Palmyra gets the closing spot because it is the strangest of all. Sitting roughly 1,000 miles south of Hawaii in the middle of nowhere, it holds a distinction no other place on this list can claim: it is the only incorporated territory of the United States, meaning the full force of the US Constitution technically applies to a ring of uninhabited islets where the permanent population is zero. It ended up this way by accident of paperwork, left out when Hawaii became a state in 1959 for reasons historians still cannot fully explain. Co-managed by the Fish and Wildlife Service and the Nature Conservancy, it hosts a small rotating crew of researchers and a notorious past, including a famous 1974 double murder that later became a bestselling book. It is the most constitutionally protected patch of nobody-lives-here on earth.
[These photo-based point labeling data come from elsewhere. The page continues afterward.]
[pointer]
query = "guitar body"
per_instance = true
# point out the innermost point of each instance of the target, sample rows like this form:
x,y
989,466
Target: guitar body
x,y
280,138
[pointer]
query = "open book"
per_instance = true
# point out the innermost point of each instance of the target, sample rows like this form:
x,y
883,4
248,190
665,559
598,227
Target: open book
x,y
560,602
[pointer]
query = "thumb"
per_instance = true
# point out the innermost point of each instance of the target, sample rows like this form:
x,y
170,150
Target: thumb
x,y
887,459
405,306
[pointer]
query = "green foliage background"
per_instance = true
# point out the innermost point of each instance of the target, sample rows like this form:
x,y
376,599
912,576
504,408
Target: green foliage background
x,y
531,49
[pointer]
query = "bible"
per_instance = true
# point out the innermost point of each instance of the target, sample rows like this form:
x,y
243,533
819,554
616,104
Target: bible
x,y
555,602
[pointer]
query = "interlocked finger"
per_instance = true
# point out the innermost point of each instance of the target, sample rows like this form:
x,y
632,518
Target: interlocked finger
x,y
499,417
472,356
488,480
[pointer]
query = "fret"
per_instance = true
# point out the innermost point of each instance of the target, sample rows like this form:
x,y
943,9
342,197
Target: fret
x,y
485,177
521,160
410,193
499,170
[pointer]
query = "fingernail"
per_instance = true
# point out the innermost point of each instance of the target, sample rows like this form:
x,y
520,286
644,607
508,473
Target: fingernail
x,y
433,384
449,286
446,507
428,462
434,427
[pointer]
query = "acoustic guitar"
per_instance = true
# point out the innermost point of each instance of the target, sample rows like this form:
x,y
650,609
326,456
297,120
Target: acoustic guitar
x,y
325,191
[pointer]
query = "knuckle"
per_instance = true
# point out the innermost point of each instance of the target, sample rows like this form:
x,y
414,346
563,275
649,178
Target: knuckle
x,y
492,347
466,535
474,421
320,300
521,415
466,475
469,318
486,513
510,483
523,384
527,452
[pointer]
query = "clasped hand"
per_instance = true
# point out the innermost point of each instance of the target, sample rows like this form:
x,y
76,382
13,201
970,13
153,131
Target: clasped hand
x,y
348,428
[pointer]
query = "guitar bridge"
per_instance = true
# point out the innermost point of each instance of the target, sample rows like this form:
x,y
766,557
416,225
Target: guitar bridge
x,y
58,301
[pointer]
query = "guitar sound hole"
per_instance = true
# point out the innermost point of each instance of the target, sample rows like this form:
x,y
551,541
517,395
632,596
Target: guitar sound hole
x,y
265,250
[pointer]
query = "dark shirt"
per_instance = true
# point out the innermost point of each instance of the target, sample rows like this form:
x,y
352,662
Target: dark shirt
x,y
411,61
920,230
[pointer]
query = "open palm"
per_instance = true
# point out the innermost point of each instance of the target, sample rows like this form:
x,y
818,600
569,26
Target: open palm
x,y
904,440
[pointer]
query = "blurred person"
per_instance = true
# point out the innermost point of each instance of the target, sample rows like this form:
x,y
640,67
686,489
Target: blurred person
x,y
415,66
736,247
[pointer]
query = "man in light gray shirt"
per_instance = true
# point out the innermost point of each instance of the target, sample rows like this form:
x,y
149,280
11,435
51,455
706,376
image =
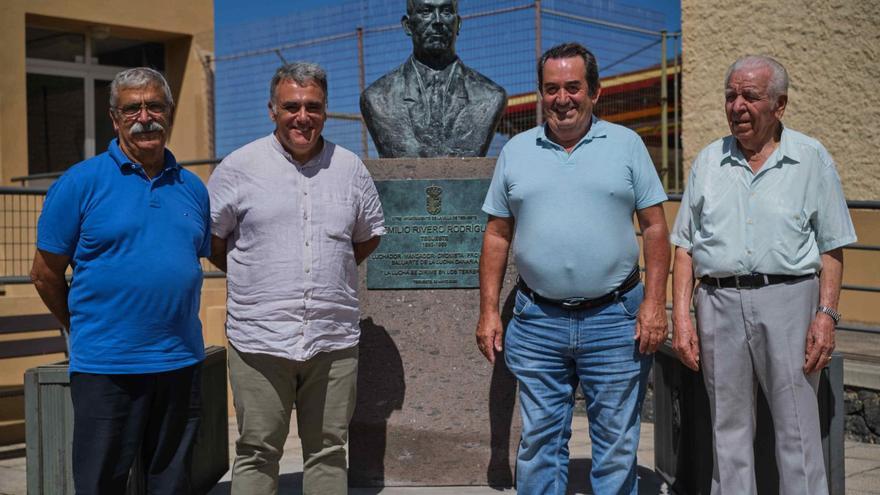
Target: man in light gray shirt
x,y
762,224
293,215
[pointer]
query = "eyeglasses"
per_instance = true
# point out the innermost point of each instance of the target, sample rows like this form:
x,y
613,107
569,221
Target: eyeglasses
x,y
154,108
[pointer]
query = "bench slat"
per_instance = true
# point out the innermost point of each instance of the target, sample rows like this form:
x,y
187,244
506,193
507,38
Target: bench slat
x,y
32,347
28,323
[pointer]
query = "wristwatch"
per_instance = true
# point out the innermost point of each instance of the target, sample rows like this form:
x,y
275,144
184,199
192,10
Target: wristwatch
x,y
830,312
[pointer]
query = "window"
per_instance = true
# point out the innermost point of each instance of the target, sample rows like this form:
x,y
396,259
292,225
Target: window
x,y
68,91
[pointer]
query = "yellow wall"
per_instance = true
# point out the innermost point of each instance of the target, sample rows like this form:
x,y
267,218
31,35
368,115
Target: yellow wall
x,y
186,28
831,51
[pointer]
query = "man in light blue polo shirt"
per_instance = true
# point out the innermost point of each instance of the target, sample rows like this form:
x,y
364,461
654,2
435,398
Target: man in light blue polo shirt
x,y
564,194
132,225
762,215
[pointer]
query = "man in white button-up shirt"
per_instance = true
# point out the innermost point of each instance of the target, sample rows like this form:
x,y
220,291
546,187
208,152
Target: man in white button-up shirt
x,y
293,215
762,225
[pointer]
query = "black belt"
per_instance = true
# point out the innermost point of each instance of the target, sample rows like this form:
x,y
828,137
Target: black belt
x,y
576,303
751,280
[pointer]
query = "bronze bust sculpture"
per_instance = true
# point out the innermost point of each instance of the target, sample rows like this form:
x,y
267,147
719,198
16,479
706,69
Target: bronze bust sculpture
x,y
432,105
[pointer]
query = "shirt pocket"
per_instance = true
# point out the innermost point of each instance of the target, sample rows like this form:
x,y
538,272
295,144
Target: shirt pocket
x,y
336,217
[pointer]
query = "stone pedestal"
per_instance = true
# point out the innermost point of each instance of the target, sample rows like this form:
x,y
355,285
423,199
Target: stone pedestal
x,y
431,410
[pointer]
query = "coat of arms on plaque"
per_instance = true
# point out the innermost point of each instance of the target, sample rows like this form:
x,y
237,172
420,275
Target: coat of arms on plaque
x,y
433,199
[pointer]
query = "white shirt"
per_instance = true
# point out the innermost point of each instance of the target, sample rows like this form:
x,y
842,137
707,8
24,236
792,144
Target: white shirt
x,y
292,276
777,221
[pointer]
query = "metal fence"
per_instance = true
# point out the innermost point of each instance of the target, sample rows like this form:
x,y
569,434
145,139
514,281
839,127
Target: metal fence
x,y
360,41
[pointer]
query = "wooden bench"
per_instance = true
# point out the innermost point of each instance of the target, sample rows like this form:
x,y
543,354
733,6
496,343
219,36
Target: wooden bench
x,y
26,347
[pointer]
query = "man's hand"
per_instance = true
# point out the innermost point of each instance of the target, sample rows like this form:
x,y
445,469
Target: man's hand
x,y
820,335
686,343
490,335
820,343
651,326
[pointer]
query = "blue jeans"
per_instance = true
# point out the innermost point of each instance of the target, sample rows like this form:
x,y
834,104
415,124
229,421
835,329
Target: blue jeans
x,y
550,349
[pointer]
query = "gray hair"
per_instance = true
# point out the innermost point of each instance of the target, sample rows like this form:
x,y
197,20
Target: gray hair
x,y
139,77
778,85
301,73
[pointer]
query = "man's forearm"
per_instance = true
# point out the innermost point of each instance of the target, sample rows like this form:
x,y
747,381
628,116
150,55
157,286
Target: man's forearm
x,y
682,284
493,263
654,239
831,278
54,296
218,253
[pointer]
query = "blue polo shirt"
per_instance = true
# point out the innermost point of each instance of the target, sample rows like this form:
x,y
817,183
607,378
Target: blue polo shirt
x,y
573,212
134,245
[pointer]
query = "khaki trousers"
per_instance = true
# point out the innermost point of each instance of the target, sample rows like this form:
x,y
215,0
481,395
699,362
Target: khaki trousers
x,y
264,390
750,336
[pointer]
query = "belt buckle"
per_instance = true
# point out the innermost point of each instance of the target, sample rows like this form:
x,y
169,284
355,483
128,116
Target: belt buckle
x,y
573,303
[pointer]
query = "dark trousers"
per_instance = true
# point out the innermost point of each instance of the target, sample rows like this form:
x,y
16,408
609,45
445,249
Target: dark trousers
x,y
117,417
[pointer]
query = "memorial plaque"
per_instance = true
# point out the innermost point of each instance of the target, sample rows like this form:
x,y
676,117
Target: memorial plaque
x,y
434,234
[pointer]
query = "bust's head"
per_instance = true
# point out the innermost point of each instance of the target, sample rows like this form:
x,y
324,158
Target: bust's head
x,y
433,26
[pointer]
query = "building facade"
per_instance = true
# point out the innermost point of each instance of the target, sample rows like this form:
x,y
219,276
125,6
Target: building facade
x,y
59,58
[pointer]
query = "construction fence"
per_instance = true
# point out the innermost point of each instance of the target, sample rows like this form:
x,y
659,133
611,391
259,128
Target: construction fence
x,y
360,41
The Loneliest Corners Of America
What ties these nine together is a single repeating story. Almost all were claimed for their bird droppings, briefly fought over or fortified, half-heartedly colonized, then abandoned to the wildlife that never wanted company in the first place. Today nearly every one is a national wildlife refuge, which is the rare happy ending for places this badly used. The United States stretches a great deal further than the map in the classroom suggests, all the way out to a shark-filled reef, an albatross airfield, and a constitutionally American rock where, on most days, nobody is home at all.